Tracing Thought: Using Chain-of-Thought Reasoning to Identify the LLM Behind AI-Generated Text
Shifali Agrahari, Sanasam Ranbir Singh
TL;DR
The paper tackles the problem of detecting AI-generated text and attributing it to a specific LLM. It proposes COT_Finetuned, a dual-task framework that uses Chain-of-Thought reasoning to generate explanations while jointly predicting AI-vs-Human and LLM identity. Experiments show that CoT enhances performance, with Bert+COT achieving strong Task A F1 and reasonable Task B attribution, underscoring the value of interpretability. The approach has practical implications for academic integrity and content moderation, providing transparent, model-aware detection of AI-generated content.
Abstract
In recent years, the detection of AI-generated text has become a critical area of research due to concerns about academic integrity, misinformation, and ethical AI deployment. This paper presents COT Fine-tuned, a novel framework for detecting AI-generated text and identifying the specific language model. responsible for generating the text.

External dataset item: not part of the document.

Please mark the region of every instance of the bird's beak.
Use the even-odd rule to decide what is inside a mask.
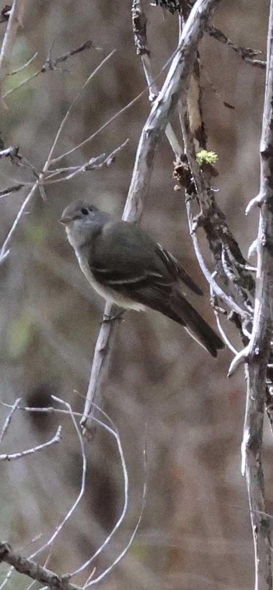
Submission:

We propose a dual-task approach, where Task A involves classifying text as AI-generated or human-written, and Task B identifies the specific LLM behind the text. The key innovation of our method lies in the use of Chain-of-Thought reasoning, which enables the model to generate explanations for its predictions, enhancing transparency and interpretability. Our experiments demonstrate that COT Fine-tuned achieves high accuracy in both tasks, with strong performance in LLM identification and human-AI classification. We also show that the CoT reasoning process contributes significantly to the models effectiveness and interpretability.